One strong virtue of this recording is not only transparency through the whole orchestra but the coherence and strength of the woodwind choir, which is sadly rare and at least for me, a hallmark of a satisfying Mahler performance.
I did not notice particular mannerisms, Järvi following Mahler's instructions scrupulously, apart from one quibble: In the Scherzo, shortly before number 29, the obbligato horn plays a series of quarter notes ending in three descending notes that land on a C (notated; actual pitch F). At the beginning of this phrase, Mahler writes "nicht riten." and "nicht zurückhalten!" indicating that the phrase should be played firmly in tempo until those three descending notes, finally mark "rit." The horn player slows down a bar or so before he is supposed to. Quite a common contravention of the composer's explicit instructions, and in many performances, it's much more pronounced.

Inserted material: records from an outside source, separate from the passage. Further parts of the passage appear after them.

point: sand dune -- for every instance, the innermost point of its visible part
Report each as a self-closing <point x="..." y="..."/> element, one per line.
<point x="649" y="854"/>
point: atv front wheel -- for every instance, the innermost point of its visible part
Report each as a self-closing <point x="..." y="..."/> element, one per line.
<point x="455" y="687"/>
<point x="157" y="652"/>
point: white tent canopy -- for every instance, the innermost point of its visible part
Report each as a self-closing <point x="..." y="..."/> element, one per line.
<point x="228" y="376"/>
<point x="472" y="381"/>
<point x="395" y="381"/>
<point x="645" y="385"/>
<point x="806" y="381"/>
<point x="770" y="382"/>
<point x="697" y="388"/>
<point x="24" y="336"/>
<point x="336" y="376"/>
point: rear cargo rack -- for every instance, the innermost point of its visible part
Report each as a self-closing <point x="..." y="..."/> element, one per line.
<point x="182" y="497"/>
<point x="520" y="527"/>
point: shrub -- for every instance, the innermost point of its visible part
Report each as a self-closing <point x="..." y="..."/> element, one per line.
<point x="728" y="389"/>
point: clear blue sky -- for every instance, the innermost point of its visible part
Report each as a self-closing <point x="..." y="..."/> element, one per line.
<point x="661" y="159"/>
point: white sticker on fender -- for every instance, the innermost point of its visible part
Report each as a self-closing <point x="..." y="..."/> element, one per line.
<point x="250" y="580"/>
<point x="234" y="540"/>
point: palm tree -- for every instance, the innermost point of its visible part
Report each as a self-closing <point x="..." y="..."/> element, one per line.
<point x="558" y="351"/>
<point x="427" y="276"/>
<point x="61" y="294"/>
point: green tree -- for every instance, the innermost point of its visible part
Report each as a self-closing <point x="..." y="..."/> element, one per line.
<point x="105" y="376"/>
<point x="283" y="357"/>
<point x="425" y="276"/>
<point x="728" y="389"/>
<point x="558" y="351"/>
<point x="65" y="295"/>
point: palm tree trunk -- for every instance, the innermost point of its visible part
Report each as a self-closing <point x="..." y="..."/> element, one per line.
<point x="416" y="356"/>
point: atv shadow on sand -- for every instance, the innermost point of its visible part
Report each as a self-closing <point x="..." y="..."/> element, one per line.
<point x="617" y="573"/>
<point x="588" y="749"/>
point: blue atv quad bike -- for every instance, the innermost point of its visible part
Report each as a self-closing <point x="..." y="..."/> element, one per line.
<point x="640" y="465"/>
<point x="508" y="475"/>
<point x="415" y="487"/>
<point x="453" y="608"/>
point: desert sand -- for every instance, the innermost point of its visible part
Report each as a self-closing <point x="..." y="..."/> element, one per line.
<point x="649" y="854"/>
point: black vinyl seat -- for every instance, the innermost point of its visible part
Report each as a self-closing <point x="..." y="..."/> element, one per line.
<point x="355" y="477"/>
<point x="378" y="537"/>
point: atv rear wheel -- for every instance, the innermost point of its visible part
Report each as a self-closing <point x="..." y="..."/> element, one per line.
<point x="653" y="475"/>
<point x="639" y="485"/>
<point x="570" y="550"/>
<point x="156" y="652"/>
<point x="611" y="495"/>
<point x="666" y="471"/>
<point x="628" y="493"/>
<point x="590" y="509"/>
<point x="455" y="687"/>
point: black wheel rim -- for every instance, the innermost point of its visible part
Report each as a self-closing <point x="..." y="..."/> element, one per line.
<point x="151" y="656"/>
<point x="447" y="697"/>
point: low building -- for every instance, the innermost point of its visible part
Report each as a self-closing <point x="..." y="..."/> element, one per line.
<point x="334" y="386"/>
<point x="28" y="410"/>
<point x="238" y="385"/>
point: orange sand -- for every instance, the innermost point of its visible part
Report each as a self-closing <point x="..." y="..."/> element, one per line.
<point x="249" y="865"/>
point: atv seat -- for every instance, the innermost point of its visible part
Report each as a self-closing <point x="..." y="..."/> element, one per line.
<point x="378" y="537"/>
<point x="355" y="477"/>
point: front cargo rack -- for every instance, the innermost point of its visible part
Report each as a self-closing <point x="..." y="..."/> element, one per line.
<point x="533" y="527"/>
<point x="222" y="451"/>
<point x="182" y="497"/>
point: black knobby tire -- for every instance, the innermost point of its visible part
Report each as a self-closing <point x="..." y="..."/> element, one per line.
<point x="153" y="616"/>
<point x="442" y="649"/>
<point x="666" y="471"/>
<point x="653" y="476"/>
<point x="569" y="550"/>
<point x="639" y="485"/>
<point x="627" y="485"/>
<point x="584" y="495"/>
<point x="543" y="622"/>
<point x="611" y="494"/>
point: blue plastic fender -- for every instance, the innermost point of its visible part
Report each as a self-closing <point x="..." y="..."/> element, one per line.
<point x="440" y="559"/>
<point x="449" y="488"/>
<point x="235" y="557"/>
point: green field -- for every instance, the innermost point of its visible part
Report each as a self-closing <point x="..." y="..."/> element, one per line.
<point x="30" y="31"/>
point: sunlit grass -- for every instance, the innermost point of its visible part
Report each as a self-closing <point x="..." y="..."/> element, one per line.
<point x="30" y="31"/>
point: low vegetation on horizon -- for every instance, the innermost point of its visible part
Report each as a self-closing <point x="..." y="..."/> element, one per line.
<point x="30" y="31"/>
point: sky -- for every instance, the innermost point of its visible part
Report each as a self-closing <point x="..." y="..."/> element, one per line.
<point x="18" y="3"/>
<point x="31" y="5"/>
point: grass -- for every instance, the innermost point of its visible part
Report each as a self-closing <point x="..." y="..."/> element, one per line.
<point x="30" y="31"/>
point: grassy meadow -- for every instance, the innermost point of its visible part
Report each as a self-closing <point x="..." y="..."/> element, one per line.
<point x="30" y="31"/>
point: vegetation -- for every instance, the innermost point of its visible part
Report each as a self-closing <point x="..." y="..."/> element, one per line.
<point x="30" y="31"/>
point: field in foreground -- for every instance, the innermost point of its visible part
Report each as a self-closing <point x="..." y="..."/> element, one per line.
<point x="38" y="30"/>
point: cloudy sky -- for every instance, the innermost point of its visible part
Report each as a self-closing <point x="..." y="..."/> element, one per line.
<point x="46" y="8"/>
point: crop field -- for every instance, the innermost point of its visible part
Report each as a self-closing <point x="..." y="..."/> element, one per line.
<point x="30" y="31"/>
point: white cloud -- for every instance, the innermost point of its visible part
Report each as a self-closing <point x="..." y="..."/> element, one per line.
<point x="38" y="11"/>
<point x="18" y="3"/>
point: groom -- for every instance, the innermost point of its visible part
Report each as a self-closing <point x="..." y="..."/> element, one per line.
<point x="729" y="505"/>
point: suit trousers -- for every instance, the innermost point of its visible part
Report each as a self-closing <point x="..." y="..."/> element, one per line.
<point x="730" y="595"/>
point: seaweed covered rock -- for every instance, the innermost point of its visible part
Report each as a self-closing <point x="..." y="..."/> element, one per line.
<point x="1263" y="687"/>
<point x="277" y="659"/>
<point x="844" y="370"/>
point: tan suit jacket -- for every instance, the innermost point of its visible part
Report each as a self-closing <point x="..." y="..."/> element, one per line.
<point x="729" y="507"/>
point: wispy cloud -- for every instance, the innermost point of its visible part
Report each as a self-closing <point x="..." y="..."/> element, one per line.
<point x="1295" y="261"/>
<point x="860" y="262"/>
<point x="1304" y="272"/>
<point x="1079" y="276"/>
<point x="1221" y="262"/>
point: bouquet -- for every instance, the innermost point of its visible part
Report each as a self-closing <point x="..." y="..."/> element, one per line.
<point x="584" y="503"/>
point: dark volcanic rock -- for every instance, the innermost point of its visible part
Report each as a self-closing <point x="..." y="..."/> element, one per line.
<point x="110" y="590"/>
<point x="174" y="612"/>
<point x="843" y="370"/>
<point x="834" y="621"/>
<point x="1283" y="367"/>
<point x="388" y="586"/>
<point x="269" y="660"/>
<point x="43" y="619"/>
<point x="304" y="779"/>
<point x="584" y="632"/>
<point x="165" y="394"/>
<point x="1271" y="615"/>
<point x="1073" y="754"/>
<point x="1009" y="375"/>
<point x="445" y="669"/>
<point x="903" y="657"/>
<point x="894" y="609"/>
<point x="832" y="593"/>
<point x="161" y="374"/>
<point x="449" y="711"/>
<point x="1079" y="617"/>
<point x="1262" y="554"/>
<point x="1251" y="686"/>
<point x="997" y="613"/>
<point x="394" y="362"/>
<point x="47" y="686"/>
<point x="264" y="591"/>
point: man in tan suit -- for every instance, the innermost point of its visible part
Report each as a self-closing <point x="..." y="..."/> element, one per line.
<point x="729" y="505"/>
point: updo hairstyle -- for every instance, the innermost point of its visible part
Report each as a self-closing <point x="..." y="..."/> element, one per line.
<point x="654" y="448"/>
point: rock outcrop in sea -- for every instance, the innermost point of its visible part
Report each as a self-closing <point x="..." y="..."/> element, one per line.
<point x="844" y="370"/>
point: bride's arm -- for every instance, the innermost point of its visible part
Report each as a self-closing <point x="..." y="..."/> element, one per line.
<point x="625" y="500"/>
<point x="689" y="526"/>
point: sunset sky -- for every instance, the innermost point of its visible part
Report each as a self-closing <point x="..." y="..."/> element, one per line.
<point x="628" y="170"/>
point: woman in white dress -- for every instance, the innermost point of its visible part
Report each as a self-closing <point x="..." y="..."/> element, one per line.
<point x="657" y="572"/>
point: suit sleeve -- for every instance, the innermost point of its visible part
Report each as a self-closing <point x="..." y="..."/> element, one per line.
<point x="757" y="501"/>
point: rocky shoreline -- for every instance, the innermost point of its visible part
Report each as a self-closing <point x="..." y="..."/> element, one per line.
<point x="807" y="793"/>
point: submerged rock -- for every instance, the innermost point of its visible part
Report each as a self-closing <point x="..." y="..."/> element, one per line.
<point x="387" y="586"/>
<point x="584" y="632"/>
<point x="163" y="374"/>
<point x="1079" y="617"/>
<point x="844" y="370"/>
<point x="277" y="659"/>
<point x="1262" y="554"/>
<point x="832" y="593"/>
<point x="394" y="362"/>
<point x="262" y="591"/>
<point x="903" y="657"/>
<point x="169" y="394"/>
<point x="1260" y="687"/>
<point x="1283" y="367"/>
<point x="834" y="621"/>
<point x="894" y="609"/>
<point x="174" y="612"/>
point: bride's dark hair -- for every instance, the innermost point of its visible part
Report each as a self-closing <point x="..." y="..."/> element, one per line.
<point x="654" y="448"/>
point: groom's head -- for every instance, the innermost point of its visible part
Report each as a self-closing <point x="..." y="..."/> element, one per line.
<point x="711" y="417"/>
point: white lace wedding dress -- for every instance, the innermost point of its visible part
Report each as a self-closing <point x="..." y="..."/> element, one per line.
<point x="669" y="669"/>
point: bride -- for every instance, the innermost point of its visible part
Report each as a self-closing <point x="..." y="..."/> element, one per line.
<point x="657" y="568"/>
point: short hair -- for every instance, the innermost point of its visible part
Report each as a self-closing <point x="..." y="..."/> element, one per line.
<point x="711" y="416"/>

The hornist, Ivo Gass, is otherwise first class in every way. I can also praise the instances when a sustained note shifts between the obbligato horn and the orchestral section; in many performances, the loudness sometimes fades (though *somebody* is supposed to be playing fortissimo throughout the phrase). Here it's performed as Mahler instructs.
Overall, to my ears this is a really outstanding release and I'm looking forward to upcoming installments in the cycle.
Note: My score is the Dover, based on the 1904 C. F. Peters edition.